• En ce onze septembre 1973, Monsieur le Président Salvador Allende entamait hélas son dernier jour. Dans la journée, un général de son armée, Augusto Pinochet, le trahissait sur l'injonction de Washington (comme d'habitude). Il y a 48 ans.  Après mai 1968, qui portait déjà la marque d'infamie, et avait touché de nombreux pays, c'était déjà avant "le titre" une Révolution Orange à la mode anglo-saxonne, basée sur la corruption, le mensonge, tous les ingrédients habituels d'une anti-civilisation négation des principes naturels déjà écrits du temps de Zoroastre, mais datant de traditions orales bien antérieures.

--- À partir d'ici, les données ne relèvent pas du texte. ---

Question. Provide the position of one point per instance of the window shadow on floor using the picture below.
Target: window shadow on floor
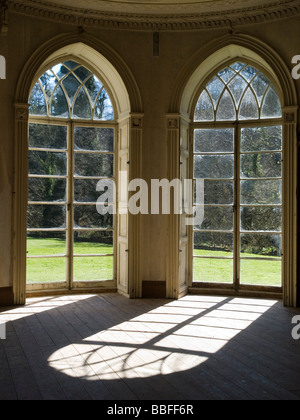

    Le Bien et le Mal : ce sont des concepts très subjectifs, mais quand ce sont systématiquement toutes les pensées naturelles à la fois qui sont violentées, on se dit que là intervient une sorte de folie froide, dépourvue de tous sentiments, la PERVERSION à l'état pur. Celle qui fut portée, comme un vaccin de mort, par les Pères Pélerins sur les rivages du Cap Cod. Il faut dire que ces pervers, en manque de sentiments donc, n'ont de cesse que pour s'arranger à être "les chefs" afin de compenser leur manque.

    Hélas, pour le moment ils paraissent encore solidement installés, eux qui ne sont qu'une infime minorité, mais une minorité ultra-virulente. Faudra-t-il que se lèvent un nouveau Fleming, un nouveau Jenner, un nouvel Antoine Béchamp ? mais cette fois sur un terrain à la fois psychologique et politique...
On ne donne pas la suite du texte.